In January 2011, Congress finally dealt with the uncertainty in the estate and gift tax law, at least temporarily. The principal changes are as follows:
1. The new law was made effective retroactively to January 1, 2010. However, estates of persons dying in 2010 can elect to be treated (and taxed) under the new law (possible estate tax but basis step-up is given), or under the 2001 law (no estate tax and no basis step-up). Logic dictates, therefore, that if a single person died in 2010 and his or her estate had a net value of $3.5 million or less (assuming no lifetime taxable gifts), his or her estate would want the 2011 law to apply. The reason for this is that there will be no estate tax, but the basis of the assets will step-up to fair market value, thereby reducing or eliminating capital gains tax on the subsequent sale of the assets. A married couple with an estate of $7.0 million or less (assuming it is owned by them equally) dying in 2010 would similarly want the 2011 law to apply. Estates substantially in excess of the Unified Credit Amount would presumably elect to have the 2010 law apply because there would be no immediate estate tax and any capital gains tax resulting from the lack of a basis step-up would be deferred until the assets were sold; and, the capital gains tax rate would be less than the estate tax rate, the difference being tax permanently avoided.

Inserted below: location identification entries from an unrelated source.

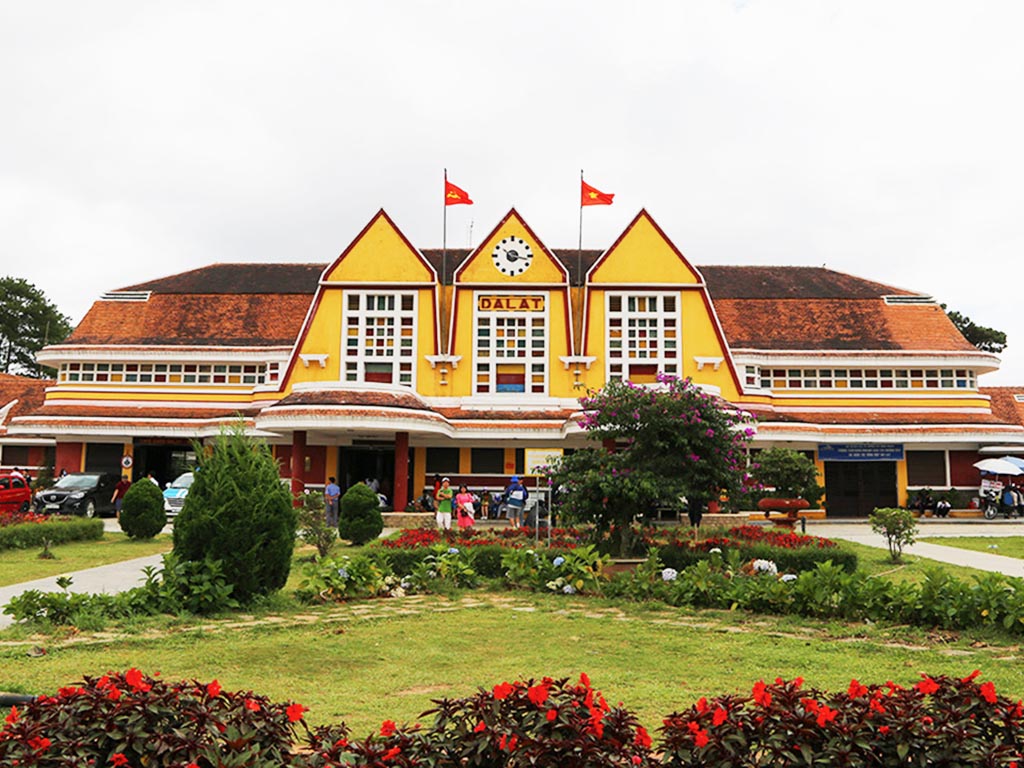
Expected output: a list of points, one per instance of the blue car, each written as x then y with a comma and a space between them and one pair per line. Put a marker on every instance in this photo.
175, 493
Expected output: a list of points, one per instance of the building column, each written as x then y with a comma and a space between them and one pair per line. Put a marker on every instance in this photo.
298, 464
400, 487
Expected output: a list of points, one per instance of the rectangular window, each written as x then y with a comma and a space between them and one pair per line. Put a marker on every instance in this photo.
379, 338
487, 461
643, 337
174, 374
861, 378
511, 343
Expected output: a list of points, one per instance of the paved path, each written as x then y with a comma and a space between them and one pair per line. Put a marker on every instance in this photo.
124, 576
860, 532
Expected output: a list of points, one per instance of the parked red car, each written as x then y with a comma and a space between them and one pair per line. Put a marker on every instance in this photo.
15, 496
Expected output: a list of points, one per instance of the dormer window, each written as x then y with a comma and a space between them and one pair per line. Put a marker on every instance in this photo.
379, 338
642, 336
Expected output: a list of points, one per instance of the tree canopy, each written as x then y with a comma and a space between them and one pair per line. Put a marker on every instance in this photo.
986, 339
28, 323
671, 440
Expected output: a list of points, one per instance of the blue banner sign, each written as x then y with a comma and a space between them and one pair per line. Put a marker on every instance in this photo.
867, 452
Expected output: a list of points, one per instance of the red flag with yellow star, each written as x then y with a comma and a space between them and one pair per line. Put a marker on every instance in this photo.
456, 197
592, 197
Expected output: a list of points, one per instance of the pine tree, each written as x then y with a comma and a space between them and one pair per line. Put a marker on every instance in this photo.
238, 511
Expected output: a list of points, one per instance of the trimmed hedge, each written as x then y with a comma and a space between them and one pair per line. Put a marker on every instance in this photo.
56, 530
142, 514
486, 559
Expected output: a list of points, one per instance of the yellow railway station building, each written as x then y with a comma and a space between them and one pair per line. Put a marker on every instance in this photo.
399, 364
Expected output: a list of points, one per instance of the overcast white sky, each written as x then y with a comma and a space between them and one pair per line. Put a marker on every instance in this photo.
879, 138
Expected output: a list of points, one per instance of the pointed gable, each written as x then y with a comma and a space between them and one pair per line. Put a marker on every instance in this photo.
380, 254
643, 255
512, 233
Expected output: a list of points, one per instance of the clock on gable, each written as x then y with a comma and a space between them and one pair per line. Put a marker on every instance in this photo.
512, 256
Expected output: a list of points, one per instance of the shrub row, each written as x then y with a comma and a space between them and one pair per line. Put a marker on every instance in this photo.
55, 530
133, 720
829, 592
180, 586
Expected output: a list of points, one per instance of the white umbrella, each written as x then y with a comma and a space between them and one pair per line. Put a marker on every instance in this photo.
1015, 461
998, 467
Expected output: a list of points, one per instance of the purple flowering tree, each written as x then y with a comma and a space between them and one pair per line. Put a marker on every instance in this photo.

2. Under the new law, the Unified Credit Amount was increased to $5.0 million per person and the tax rate was reduced to 35%. The new Unified Credit Amount and tax rate applies both for estate tax and gift tax purposes. They also applies for generation skipping transfer tax purposes.
3. The 2011 law introduced a new concept called “Portability” of the Unified Credit Amount. What this means is that each spouse can transfer his or her unused Unified Credit Amount to his or her spouse. This eliminates (at least for tax purposes) the need for an AB Trust. As a result, the first spouse to die can leave his or her estate outright to his or her surviving spouse. As a practical matter, however, this works only in the case of a single, long-term marriage, with a common set of children or other beneficiaries. To get the benefit of the Portability, the representative of the deceased spouse’s estate must make an election. Interestingly enough, Portability does not apply for generation skipping transfer tax purposes. So, persons who want to leave their estates to grandchildren or more remote beneficiaries will need to retain the AB Trust structure so as to minimize GST tax and maximize GST tax exemptions.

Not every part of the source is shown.